The wizard guides you through the following workflow to create a pipeline.

  1. Select and configure a reader to ingest data into your kdb Insights Enterprise instance
  2. Select and configure a decoder to convert the data into a format suitable for processing
  3. Configure the schema to convert data to a type compatible with a kdb+ database
  4. Configure the writer to transform data to the kdb Insights Enterprise database
  5. Open the pipeline

To begin, select and configure a reader.

Select and configure reader

Readers enable both streaming and batch data to be ingested into kdb Insights Enterprise.

  1. When you open the Import Wizard, as described in the previous section, the Import your data screen is displayed.

    Import Wizard

    This contains the following set of readers which you can use to import data.

    • KX Expression
    • Google Cloud Storage
    • Kafka
    • MQTT
    • Microsoft Azure Storage
    • Parquet
    • Amazon S3
    • PostgreSQL
    • SQL Server
  2. Click on the reader that matches the type of data you are ingesting.
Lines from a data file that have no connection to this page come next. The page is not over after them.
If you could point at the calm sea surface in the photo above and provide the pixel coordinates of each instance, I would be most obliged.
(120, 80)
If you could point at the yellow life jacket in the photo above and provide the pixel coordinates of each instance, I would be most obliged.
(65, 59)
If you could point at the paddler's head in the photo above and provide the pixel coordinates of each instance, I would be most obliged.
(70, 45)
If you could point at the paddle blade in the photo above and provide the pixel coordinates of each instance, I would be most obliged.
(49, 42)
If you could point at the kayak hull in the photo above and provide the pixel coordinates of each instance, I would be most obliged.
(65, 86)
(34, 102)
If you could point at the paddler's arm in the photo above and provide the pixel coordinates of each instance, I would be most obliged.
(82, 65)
The wizard presents the configuration screen for the selected reader.

    Click on the relevant tab below for details.

    The KX Expressions reader enables you to import data directly using a kdb+ expression.

    Expression reader properties

    The Kdb Expression Reader starts with a code editor. Add the following kdb+ sample data generator in the node editor:

    kdb+ query

    n:2000;
    ([] date:n?(reverse .z.d-1+til 10);
        instance:n?`inst1`inst2`inst3`inst4;
        sym:n?`USD`EUR`GBP`JPY;
        num:n?10)
    

    Refer to Expression for further details on configuring this reader.
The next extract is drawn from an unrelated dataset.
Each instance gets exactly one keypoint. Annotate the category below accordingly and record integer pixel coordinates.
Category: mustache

    The Google Cloud Storage reader enables you to take advantage of object storage by importing data from Google Cloud Storage directly into kdb Insights Enterprise.

    Expression reader properties

    Define the Reader node with GCS details. Default values can be used for all but Path and Project ID. Project ID may not always have a customizable name, so its name is contingent on what's assigned when creating your GCS account.

    !!! note "Sample GCS Reader Node"
    
        * Path: gs://mybucket/pricedata.csv
        * Project ID: ascendant-epoch-999999
    
        Other required properties can be left at default values.
    

    Refer to Google Cloud Storage for further details on configuring this reader.

    Refer to the Object storage walkthrough for an example using Google Cloud Storage.

    The Kafka reader enables you to connect to an Apache Kafka distributed event streaming platform.

    Expression reader properties

    1. Define the Kafka Broker details, port information and topic name.

    Sample Kafka Reader Node

    • Broker: kafka:9092 (note:not a working example)
    • Topic: trades
    • Offset: Start
    • Use TLS: No

    Refer to Kafka for further details on configuring this reader.

    Refer to the Kafka guided walkthrough for an example using Kafka.

    The MQTT reader enables you to subscribe to a MQTT topic.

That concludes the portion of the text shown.